Le carnet · 18 juillet 2026
Le monochrome
Je pensais, en travaillant sur Manne, qu’une bonne app de prière devait donner davantage. Plus de prières, plus d’options, plus de badges pour tenir la régularité, plus de tout. C’est le réflexe de l’époque, et c’était le mien. Ajouter est rassurant : on a l’impression de rendre service à mesure qu’on remplit l’écran.
Puis une prière du corpus, cette semaine, m’a arrêtée sur une seule ligne. Rien autour. Pas de fil suivant, pas de suggestion, pas de « et maintenant, essayez aussi ». Une phrase, un blanc, et l’invitation implicite de ne rien faire d’autre que de la tenir. J’ai senti, presque physiquement, que le vide autour du texte n’était pas un manque. C’était l’espace où la prière pouvait respirer.

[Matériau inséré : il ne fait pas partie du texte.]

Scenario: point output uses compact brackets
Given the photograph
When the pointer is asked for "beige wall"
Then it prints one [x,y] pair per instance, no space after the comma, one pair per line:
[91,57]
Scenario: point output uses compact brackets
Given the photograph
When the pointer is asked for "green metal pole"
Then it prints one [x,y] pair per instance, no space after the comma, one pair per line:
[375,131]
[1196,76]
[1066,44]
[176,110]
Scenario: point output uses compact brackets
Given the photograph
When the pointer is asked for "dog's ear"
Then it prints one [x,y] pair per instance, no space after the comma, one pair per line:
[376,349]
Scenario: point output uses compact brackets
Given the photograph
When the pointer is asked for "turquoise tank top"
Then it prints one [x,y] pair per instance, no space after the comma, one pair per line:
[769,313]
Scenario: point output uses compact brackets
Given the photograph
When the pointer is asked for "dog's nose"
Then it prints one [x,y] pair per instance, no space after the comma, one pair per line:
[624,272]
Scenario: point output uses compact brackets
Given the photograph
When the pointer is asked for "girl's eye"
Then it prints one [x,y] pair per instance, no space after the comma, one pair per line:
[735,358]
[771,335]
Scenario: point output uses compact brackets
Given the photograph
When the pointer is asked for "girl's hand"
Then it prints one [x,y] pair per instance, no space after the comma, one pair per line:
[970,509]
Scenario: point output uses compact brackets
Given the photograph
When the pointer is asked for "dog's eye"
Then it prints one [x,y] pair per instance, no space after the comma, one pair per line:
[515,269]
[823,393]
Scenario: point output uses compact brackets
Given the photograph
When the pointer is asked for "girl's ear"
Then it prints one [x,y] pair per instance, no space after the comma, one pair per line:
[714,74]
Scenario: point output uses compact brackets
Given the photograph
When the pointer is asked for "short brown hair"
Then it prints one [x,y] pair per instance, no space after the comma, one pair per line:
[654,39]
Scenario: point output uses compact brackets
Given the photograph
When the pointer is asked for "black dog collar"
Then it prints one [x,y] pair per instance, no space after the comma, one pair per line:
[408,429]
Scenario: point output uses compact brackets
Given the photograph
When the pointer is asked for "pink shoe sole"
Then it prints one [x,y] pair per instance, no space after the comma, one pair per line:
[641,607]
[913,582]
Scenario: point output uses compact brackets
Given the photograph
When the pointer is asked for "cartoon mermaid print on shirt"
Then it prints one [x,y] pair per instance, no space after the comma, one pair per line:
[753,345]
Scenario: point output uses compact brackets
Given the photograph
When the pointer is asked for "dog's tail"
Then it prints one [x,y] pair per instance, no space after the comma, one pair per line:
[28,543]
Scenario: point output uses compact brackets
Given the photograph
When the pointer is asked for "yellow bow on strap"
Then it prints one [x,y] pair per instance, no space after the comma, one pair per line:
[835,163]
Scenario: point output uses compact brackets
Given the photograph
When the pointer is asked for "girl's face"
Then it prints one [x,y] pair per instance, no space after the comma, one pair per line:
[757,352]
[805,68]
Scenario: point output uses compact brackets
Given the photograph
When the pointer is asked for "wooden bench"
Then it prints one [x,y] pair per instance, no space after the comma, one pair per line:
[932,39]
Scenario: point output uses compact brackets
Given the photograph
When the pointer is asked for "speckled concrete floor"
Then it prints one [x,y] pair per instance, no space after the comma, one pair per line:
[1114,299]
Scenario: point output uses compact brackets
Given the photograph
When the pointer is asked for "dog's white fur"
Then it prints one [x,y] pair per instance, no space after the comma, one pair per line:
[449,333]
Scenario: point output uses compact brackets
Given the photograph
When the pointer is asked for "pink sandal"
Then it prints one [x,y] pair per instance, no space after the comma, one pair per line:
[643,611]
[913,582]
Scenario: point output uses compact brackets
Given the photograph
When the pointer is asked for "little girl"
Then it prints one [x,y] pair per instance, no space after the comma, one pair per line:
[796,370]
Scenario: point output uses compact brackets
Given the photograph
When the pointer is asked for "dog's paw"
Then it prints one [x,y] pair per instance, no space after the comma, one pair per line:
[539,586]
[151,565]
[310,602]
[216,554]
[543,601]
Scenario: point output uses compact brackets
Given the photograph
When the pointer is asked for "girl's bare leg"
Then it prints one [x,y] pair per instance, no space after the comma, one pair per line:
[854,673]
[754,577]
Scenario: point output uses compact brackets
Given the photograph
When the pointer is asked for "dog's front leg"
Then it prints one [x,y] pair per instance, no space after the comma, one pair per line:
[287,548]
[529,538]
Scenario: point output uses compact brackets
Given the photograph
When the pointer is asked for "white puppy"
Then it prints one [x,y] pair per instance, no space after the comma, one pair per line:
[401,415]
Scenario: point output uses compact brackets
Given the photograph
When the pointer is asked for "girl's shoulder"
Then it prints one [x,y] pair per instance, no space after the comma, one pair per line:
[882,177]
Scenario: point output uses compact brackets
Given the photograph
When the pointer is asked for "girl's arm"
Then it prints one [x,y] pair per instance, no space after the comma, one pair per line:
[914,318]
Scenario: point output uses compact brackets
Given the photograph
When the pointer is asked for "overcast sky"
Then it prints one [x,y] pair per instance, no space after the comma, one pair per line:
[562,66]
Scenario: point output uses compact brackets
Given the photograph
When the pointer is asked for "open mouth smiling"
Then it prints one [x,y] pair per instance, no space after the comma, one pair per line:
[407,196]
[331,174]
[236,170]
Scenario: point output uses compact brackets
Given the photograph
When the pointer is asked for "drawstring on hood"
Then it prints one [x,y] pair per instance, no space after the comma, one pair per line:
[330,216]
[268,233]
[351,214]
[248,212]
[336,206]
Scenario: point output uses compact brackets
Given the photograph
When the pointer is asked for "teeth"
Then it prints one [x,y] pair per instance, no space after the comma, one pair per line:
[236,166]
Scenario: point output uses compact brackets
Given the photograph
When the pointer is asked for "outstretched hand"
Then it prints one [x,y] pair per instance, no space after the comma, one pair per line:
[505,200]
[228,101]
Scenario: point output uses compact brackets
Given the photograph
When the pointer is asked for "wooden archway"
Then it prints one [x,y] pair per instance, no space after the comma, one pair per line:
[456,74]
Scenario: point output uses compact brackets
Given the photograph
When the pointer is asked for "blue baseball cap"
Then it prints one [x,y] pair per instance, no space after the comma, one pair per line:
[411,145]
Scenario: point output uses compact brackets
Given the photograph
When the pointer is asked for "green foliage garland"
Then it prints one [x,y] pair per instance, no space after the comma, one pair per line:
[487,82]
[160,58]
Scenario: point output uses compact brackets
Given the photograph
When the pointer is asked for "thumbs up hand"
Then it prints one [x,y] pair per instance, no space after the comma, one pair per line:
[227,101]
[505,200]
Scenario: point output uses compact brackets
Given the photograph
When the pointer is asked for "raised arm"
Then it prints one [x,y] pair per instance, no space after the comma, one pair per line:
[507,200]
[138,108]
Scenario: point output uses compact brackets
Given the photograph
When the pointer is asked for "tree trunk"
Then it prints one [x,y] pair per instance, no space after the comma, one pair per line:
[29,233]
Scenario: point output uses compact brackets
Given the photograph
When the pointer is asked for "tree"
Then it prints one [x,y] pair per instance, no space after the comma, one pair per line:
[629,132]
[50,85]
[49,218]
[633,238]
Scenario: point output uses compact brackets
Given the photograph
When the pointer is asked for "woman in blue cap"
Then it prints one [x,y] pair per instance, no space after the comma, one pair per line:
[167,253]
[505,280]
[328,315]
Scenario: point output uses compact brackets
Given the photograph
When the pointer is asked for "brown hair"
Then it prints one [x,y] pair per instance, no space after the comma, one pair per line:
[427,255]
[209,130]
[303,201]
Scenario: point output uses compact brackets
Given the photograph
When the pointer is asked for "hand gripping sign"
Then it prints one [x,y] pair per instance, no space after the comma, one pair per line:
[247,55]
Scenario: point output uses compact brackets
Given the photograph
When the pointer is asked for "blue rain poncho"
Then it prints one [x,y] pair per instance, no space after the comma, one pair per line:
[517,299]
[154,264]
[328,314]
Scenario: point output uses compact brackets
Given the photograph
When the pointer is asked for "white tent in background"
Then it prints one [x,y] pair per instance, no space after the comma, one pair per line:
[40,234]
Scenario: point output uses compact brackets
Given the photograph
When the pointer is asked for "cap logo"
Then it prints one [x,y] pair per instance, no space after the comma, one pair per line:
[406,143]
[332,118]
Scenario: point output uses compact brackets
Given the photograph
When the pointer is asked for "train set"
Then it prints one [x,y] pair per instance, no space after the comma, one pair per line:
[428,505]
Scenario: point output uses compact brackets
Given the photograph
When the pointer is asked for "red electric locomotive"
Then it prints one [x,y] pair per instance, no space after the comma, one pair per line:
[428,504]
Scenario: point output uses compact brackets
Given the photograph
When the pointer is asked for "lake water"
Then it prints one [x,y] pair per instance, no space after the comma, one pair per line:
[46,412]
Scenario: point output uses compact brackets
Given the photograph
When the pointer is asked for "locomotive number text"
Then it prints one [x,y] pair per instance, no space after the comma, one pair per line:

J’ai repensé aux peintres qui font des monochromes. On croit d’abord qu’ils n’ont pas fini, qu’il manque quelque chose. Puis on comprend que c’est le geste inverse : ils ont tout enlevé pour qu’une seule chose reste visible. On ne peut regarder une couleur pleine que si rien ne se dispute son attention. Le vide n’est pas l’absence de tableau. C’est ce qui rend le tableau possible.
La prière, je crois, marche pareil. Ce n’est pas l’accumulation qui nourrit — j’ai essayé, on ressort d’une longue liste de prières plus agité qu’avant. C’est l’unique, tenu assez longtemps pour qu’il descende. La manne le disait déjà, à sa façon têtue : une portion par jour, pas de réserve. Ceux qui en ramassaient trop la voyaient pourrir. J’ai mis du temps à entendre que ce n’était pas une contrainte mais une grâce.
Alors j’ai commencé à faire, dans le produit comme dans mes journées, le travail le plus difficile : enlever. Retirer un écran plutôt qu’en ajouter un. Résister au deuxième texte. Laisser du silence là où mon instinct voulait combler. Ce n’est pas naturel, et je m’y reprends chaque semaine, parce qu’une part de moi confond encore le plein avec le généreux.
Mais quand j’y arrive, quelque chose s’ouvre. Une seule prière, posée sur du vide, et le vide qui, soudain, n’est plus rien à remplir mais un lieu où se tenir.
Ce soir je n’ajoute rien. Je garde la ligne, et le blanc autour.